Tuesday, May 7, 2013

Training Day Three Hundred Twelve

University, work, deadlines and workouts. Seems like that's all that's going on in my life right now. As you might have guessed, today was no different. I started the morning with preparing for a University assignment, where we are to conduct an interview with a previously injured athlete. After that was done, and after I had spent a good few hours attending a guest seminar, it was time to hit the delts and the calves at Laholms HälsoCenter.

Calves pic taken this morning after breakfast.
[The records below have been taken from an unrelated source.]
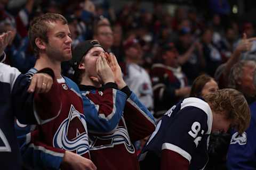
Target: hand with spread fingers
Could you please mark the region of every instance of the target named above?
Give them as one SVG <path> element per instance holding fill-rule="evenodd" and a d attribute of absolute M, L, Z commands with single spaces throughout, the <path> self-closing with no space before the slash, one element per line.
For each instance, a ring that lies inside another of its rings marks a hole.
<path fill-rule="evenodd" d="M 115 82 L 113 72 L 108 65 L 106 58 L 105 53 L 102 52 L 100 54 L 100 57 L 98 58 L 96 62 L 96 71 L 100 80 L 95 77 L 91 77 L 94 81 L 101 81 L 102 84 Z"/>
<path fill-rule="evenodd" d="M 236 48 L 236 50 L 239 52 L 249 51 L 252 46 L 252 41 L 256 40 L 256 37 L 247 38 L 245 33 L 243 34 L 243 39 Z"/>
<path fill-rule="evenodd" d="M 11 31 L 4 32 L 0 35 L 0 56 L 2 55 L 4 49 L 9 44 L 11 37 Z"/>
<path fill-rule="evenodd" d="M 37 94 L 47 92 L 51 90 L 53 81 L 52 78 L 46 73 L 37 73 L 33 77 L 28 92 Z"/>
<path fill-rule="evenodd" d="M 115 82 L 117 84 L 119 89 L 122 89 L 126 86 L 123 79 L 123 74 L 120 66 L 117 62 L 116 56 L 113 53 L 108 54 L 106 53 L 106 56 L 109 63 L 109 66 L 112 70 L 115 78 Z"/>

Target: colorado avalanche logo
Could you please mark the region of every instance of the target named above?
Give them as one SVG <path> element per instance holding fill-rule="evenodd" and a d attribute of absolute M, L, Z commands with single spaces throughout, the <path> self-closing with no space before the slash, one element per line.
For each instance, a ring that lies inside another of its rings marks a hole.
<path fill-rule="evenodd" d="M 243 133 L 241 135 L 239 134 L 238 132 L 236 132 L 232 135 L 230 144 L 238 143 L 240 145 L 244 145 L 246 144 L 246 141 L 247 133 L 246 132 Z"/>
<path fill-rule="evenodd" d="M 53 146 L 83 155 L 89 151 L 88 134 L 84 115 L 71 105 L 68 117 L 62 122 L 53 137 Z"/>
<path fill-rule="evenodd" d="M 127 151 L 134 154 L 134 147 L 131 142 L 128 132 L 123 122 L 120 122 L 114 134 L 101 137 L 90 137 L 90 150 L 113 148 L 116 144 L 123 144 Z"/>

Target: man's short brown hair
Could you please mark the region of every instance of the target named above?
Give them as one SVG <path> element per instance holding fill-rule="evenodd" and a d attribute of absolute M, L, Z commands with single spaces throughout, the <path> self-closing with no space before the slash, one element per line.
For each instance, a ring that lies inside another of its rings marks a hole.
<path fill-rule="evenodd" d="M 233 89 L 223 89 L 207 95 L 204 99 L 215 113 L 224 113 L 231 125 L 241 134 L 250 124 L 249 106 L 244 95 Z"/>
<path fill-rule="evenodd" d="M 30 44 L 35 51 L 36 55 L 39 54 L 39 48 L 36 46 L 35 40 L 37 38 L 41 38 L 46 43 L 48 42 L 47 31 L 50 28 L 49 23 L 60 21 L 63 24 L 68 23 L 64 16 L 59 14 L 47 13 L 36 17 L 30 22 L 28 35 Z"/>

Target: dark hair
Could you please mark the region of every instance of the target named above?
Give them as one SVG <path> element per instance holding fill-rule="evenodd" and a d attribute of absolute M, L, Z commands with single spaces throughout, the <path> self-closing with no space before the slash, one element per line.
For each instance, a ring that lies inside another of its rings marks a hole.
<path fill-rule="evenodd" d="M 39 48 L 36 44 L 36 39 L 39 38 L 46 43 L 48 42 L 47 31 L 50 28 L 49 22 L 60 21 L 63 24 L 68 23 L 64 16 L 59 14 L 47 13 L 34 18 L 30 22 L 28 35 L 30 44 L 36 55 L 39 54 Z"/>
<path fill-rule="evenodd" d="M 190 96 L 198 97 L 201 96 L 202 90 L 204 85 L 211 80 L 214 79 L 211 76 L 205 74 L 197 77 L 192 84 Z"/>

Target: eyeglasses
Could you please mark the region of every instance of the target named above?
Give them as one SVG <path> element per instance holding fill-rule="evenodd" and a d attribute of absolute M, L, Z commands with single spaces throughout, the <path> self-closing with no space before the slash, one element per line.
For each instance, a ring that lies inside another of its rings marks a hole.
<path fill-rule="evenodd" d="M 99 34 L 103 36 L 113 36 L 113 33 L 112 32 L 100 32 Z"/>

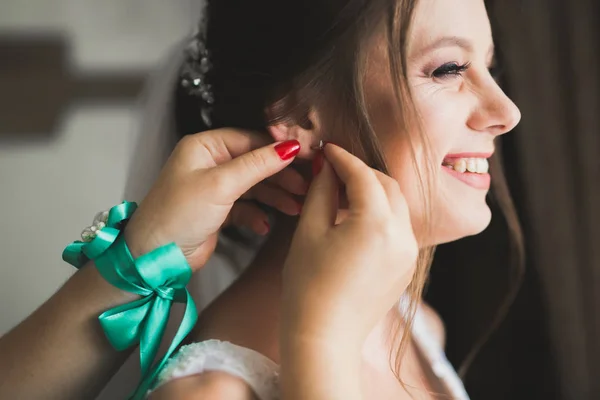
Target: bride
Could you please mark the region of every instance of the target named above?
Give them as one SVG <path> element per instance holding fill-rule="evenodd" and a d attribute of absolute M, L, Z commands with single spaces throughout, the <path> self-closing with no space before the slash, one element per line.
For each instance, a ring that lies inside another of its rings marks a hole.
<path fill-rule="evenodd" d="M 295 139 L 302 150 L 293 164 L 297 176 L 280 187 L 265 183 L 236 205 L 233 215 L 248 229 L 223 235 L 219 254 L 200 272 L 198 293 L 210 305 L 189 337 L 193 344 L 171 360 L 151 398 L 233 399 L 219 393 L 236 386 L 247 390 L 235 398 L 277 398 L 269 388 L 285 357 L 278 332 L 289 317 L 285 299 L 281 306 L 282 269 L 290 245 L 300 251 L 292 238 L 297 215 L 308 212 L 301 176 L 318 175 L 321 141 L 397 181 L 420 249 L 399 306 L 390 304 L 364 336 L 357 376 L 364 398 L 468 398 L 444 356 L 443 325 L 420 297 L 434 246 L 489 224 L 494 141 L 520 119 L 491 74 L 494 46 L 483 0 L 213 0 L 204 20 L 173 75 L 177 135 L 159 133 L 169 130 L 168 120 L 150 120 L 157 134 L 140 138 L 128 198 L 145 194 L 161 167 L 157 157 L 183 135 L 244 128 L 275 141 Z M 493 173 L 502 184 L 501 171 Z M 345 203 L 342 197 L 340 207 Z M 342 210 L 338 221 L 348 215 Z M 296 235 L 306 241 L 311 233 Z M 313 254 L 302 254 L 310 262 Z M 382 295 L 368 282 L 356 290 Z M 335 320 L 334 308 L 320 302 L 321 291 L 333 288 L 307 290 L 314 312 L 323 307 L 323 318 Z M 343 343 L 353 334 L 344 326 L 327 339 Z M 332 380 L 351 378 L 330 373 Z"/>

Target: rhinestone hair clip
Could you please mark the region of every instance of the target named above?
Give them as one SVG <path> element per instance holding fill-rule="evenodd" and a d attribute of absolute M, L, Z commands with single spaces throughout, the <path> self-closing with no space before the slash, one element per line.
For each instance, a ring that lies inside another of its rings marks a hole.
<path fill-rule="evenodd" d="M 200 113 L 207 127 L 212 127 L 212 110 L 215 96 L 212 85 L 207 82 L 207 74 L 212 69 L 210 52 L 206 48 L 204 34 L 199 32 L 192 37 L 185 48 L 185 61 L 181 68 L 181 86 L 188 95 L 201 100 Z"/>

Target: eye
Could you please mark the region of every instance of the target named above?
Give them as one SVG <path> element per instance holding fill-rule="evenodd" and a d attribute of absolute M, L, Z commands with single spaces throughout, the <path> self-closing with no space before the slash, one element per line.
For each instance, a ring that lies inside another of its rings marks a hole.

# WORKOUT: DELTS, ROTATOR CUFFS, CALVES


# One Arm Cable Lateral Raise
- Set 1: 12 x 11 lbs (5 kg)
- Set 2: 12 x 15,4 lbs (7 kg)
- Set 3: 12 x 15,4 lbs (7 kg)
- Set 4: 12 x 15,4 lbs (7 kg)
- Set 5: 12 x 17,6 lbs (8 kg)
- Set 6: 12 x 19,8 lbs (9 kg)

# Reverse Fly Machine
- Set 1: 12 x 66,1 lbs (30 kg)
- Set 2: 12 x 72,7 lbs (33 kg)
- Set 3: 12 x 77,1 lbs (35 kg)
- Set 4: 12 x 77,1 lbs (35 kg)
- Set 5: 12 x 81,5 lbs (37 kg)
- Set 6: 12 x 92,5 lbs (42 kg)
 
# Dumbbell 90/90 Standing External Rotation
- Set 1: 12 x 15,4 lbs (7 kg)
- Set 2: 12 x 15,4 lbs (7 kg)
- Set 3: 12 x 22 lbs (10 kg)
 
# Smith Machine Calf Raise / Calf Raise (Superset)
- Set 1: 20 x 44 lbs (20 kg) / 30 x Bodyweight
- Set 2: 20 x 44 lbs (20 kg) / 30 x Bodyweight
- Set 3: 20 x 49,6 lbs (22,5 kg) / 40 x Bodyweight

# MORNING WALK TIME: 44,35 MINUTES


# Workout Notes:
The warmth that is coming along with the sudden increase in sunshine is without a doubt awesome. However, it also takes a toll on the body. The sweating, as well as the need for replenishing fluids, somewhat affects the performance. Today's weather didn't have any major consequences, but the sensation is definitely there. Tomorrow will be a day of rest, and it's probably needed.